Law firms assume – wrongly – that their professional indemnity insurance covers them if they are investigated or prosecuted by the Solicitors Regulation Authority (SRA), research has warned.
As a result, a minority of firms surveyed have directors and officers’ (D&O) insurance – also known as management liability insurance – to cover the costs of regulatory action.
Fewer still have policies that would “trigger at the appropriate time to allow them the sort of help that affords equality of arms with the SRA in an investigation”.
The survey by IRN Research, commissioned by London law firm Leigh Day, polled 200 firms – described as likely to be a somewhat “compliance conscious” – and involved 30 follow-up interviews.
Some 63% said they had MLI, but only 62% of them said it covered both regulatory investigations and prosecutions – 39% of all the firms polled.
Some 24% did not know, while the rest had cover for either an investigation or prosecution.

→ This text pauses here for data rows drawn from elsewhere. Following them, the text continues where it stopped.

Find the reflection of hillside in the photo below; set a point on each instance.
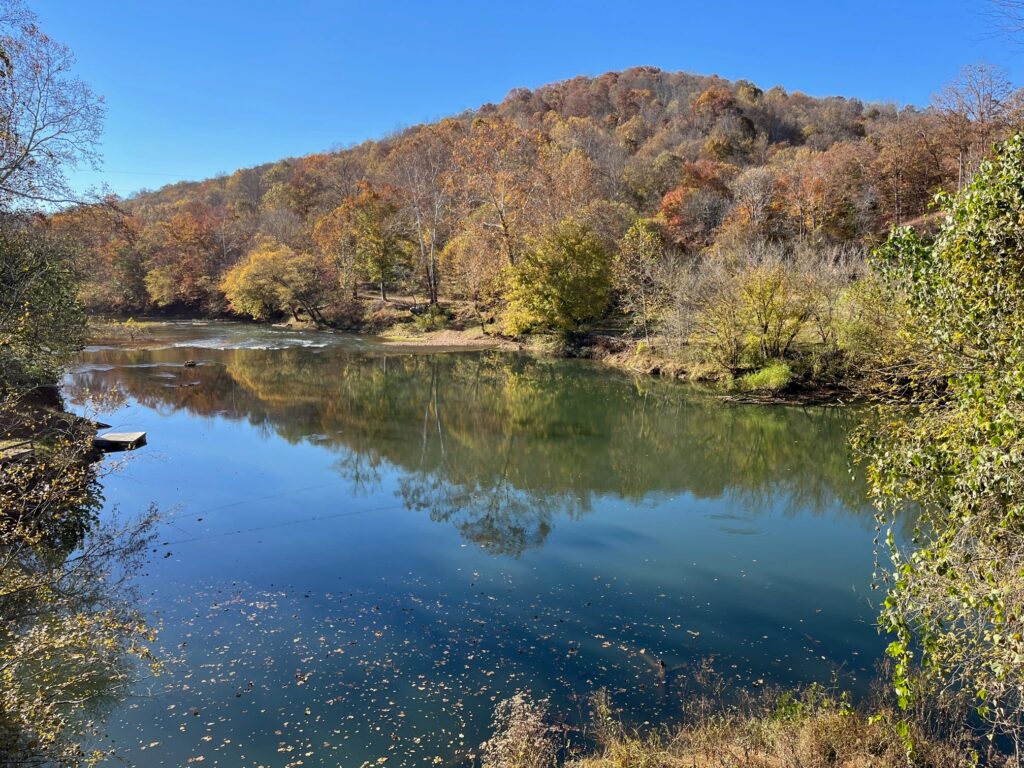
(498, 444)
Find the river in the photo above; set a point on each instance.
(364, 548)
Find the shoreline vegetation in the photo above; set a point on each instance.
(615, 351)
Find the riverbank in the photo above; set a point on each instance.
(777, 383)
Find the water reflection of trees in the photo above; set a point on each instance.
(70, 636)
(500, 444)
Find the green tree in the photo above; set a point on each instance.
(41, 322)
(562, 283)
(638, 274)
(955, 596)
(370, 221)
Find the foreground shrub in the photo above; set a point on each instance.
(522, 738)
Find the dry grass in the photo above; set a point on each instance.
(812, 729)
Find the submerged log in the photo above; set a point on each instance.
(110, 441)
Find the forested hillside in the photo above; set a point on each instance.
(640, 194)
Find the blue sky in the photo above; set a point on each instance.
(198, 88)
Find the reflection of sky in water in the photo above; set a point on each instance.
(360, 553)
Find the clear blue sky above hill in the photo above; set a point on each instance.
(197, 88)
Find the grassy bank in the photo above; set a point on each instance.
(811, 728)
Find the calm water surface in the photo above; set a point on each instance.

Sole practitioners, often the focus of SRA activity, were the least likely to have MLI.
The SRA removed regulatory defence costs from the mandatory scope of solicitors’ insurance policies in 2010.

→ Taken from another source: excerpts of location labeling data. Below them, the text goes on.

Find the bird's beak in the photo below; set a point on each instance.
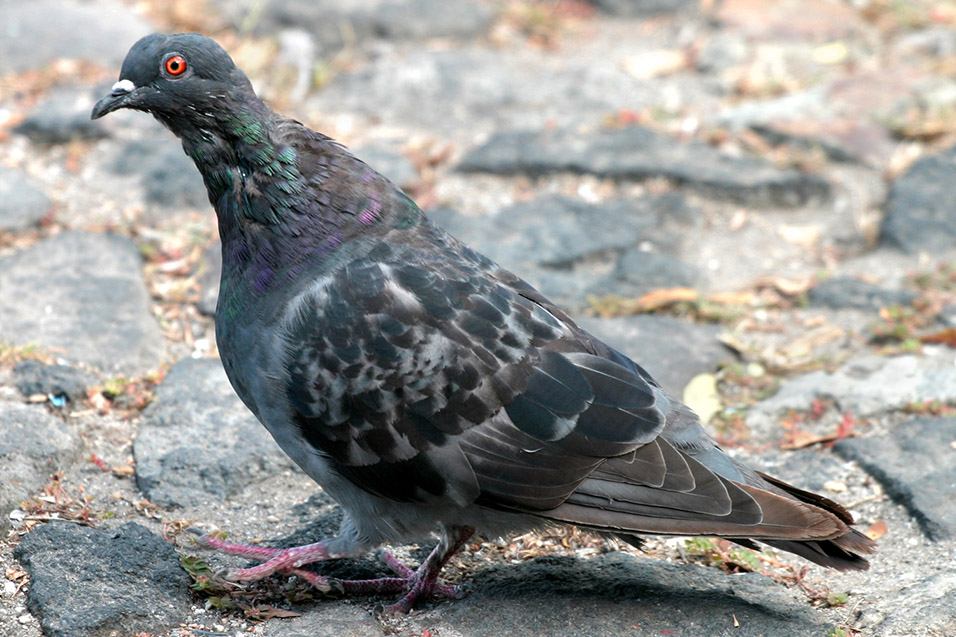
(119, 97)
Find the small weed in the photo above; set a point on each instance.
(929, 408)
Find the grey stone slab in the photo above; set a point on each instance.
(82, 296)
(61, 117)
(59, 382)
(334, 620)
(866, 387)
(564, 246)
(619, 594)
(33, 446)
(847, 292)
(919, 217)
(35, 33)
(638, 153)
(916, 464)
(23, 204)
(197, 442)
(457, 92)
(673, 351)
(161, 162)
(89, 582)
(639, 272)
(645, 8)
(336, 23)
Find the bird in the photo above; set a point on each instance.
(426, 389)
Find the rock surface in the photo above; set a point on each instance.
(58, 382)
(81, 295)
(89, 582)
(198, 442)
(917, 217)
(23, 204)
(912, 462)
(641, 153)
(100, 31)
(618, 594)
(33, 446)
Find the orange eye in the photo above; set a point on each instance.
(175, 65)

Leigh Day said: “This has meant that firms and solicitors have increasingly found themselves exposed to a brutal choice when the SRA has come knocking: fork out significant sums of their own money to defend themselves; or, regardless of the reality of there being any rule breaches or misconduct, close their business (and potentially leave the profession) whilst trying to resolve things with the SRA at as low a financial cost as possible.”
Leigh Day had its own high-profile run-in with the SRA and said having MLI was “the difference between the firm surviving and thriving and being forced to close; it enabled the firm to test the SRA’s case in a way that simply would not have been possible otherwise”.

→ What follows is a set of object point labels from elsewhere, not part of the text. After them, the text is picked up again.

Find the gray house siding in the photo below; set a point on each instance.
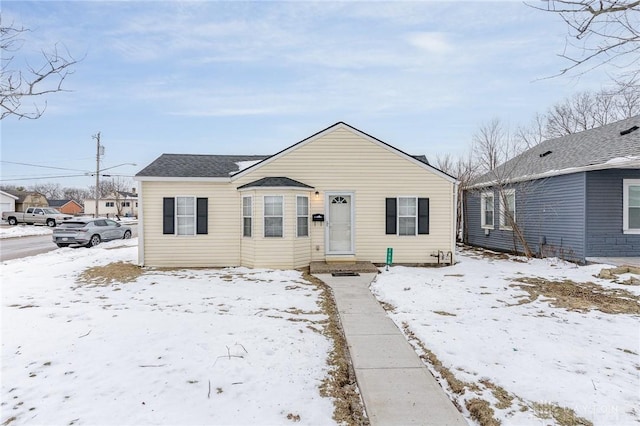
(550, 213)
(604, 215)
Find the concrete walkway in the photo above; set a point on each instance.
(396, 387)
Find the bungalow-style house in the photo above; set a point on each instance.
(66, 206)
(26, 199)
(575, 197)
(118, 203)
(7, 202)
(339, 195)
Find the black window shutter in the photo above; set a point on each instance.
(423, 216)
(391, 215)
(168, 211)
(202, 214)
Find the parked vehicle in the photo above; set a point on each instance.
(41, 215)
(89, 232)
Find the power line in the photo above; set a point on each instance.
(41, 177)
(44, 167)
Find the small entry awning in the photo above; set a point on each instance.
(276, 182)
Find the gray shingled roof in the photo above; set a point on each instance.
(57, 203)
(190, 165)
(276, 182)
(571, 153)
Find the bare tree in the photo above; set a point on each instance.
(600, 32)
(31, 82)
(51, 191)
(76, 194)
(493, 144)
(493, 147)
(587, 110)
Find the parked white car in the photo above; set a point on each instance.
(89, 232)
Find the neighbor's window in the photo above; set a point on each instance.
(186, 215)
(247, 216)
(631, 206)
(407, 215)
(507, 208)
(273, 216)
(486, 210)
(302, 214)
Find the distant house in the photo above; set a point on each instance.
(26, 199)
(119, 203)
(66, 206)
(7, 202)
(339, 195)
(577, 197)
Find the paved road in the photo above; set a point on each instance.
(16, 248)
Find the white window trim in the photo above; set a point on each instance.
(398, 216)
(244, 217)
(195, 215)
(483, 202)
(264, 216)
(626, 184)
(299, 216)
(503, 217)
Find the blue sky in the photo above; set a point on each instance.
(232, 77)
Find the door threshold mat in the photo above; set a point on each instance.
(345, 274)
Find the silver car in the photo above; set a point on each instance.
(89, 232)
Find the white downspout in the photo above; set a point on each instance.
(140, 226)
(454, 220)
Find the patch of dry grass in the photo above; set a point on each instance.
(613, 274)
(482, 412)
(118, 272)
(563, 416)
(579, 297)
(341, 383)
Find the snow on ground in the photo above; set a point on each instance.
(469, 316)
(24, 231)
(199, 346)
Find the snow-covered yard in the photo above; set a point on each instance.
(87, 343)
(24, 231)
(534, 348)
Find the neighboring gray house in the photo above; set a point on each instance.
(575, 197)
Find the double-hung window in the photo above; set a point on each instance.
(247, 216)
(185, 216)
(302, 215)
(486, 210)
(507, 208)
(631, 206)
(407, 215)
(273, 216)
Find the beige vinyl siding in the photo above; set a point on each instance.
(343, 161)
(220, 247)
(284, 252)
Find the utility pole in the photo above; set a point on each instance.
(99, 151)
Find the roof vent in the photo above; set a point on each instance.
(626, 132)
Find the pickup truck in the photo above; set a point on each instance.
(42, 215)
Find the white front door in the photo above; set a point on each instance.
(339, 235)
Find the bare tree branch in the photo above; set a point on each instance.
(32, 82)
(601, 31)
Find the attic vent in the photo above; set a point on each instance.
(626, 132)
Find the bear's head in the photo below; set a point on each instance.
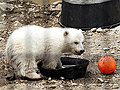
(74, 41)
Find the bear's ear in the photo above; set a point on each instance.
(66, 33)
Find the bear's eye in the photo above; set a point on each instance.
(76, 43)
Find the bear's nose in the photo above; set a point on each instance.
(82, 51)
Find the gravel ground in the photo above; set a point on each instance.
(98, 42)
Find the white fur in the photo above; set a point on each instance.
(29, 44)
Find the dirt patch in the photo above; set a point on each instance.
(97, 43)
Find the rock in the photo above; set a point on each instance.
(100, 80)
(115, 86)
(93, 30)
(6, 7)
(100, 30)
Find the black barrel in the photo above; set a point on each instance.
(86, 16)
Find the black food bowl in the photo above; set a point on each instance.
(76, 70)
(86, 16)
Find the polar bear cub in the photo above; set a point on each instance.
(30, 44)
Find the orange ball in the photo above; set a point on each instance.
(107, 64)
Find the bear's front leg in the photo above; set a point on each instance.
(27, 67)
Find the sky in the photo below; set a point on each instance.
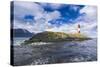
(38, 17)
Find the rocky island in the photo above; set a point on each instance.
(49, 36)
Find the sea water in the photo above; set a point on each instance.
(59, 52)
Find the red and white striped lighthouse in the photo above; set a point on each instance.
(78, 29)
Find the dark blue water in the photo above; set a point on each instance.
(60, 52)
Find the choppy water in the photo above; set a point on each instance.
(62, 52)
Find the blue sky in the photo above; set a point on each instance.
(35, 17)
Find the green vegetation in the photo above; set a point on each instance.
(55, 37)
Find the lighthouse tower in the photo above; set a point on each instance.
(78, 29)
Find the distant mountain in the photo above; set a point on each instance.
(49, 36)
(21, 33)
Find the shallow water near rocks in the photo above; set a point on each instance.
(62, 52)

Its defence costs were £7m, and while the MLI it had covered some of this, a “sizeable balance” still had to be met by the firm’s partners.
“Whilst the case against Leigh Day was particularly complex, every regulatory investigation will have resource implications for those obliged to respond to it.”
SRA’s data from 2017-18 showed it received over 11,500 reports about conduct over the year – a ratio of one report for every 13 practising solicitors or more than one report for every firm. The SRA opened investigations into over 6,000 of these cases.
Gideon Habel, an associate solicitor in Leigh Day’s regulatory & disciplinary team, said: “The recent changes to reporting requirements in the SRA’s new Standards and Regulations mean there will surely be an increase in the number of reports to the SRA.
“At the same time, the SDT has just lowered the burden of proof it applies when deciding cases before it to the civil standard.
“Despite what the SRA says about wanting to put more trust back in solicitors when exercising their professional judgement, we do not see its overall approach changing in the foreseeable future.”
He urged all firms to check their insurance provision and consider whether it would allow them “to build the team of experts you need to help you to respond as decisively and comprehensively” as required when facing an SRA investigation.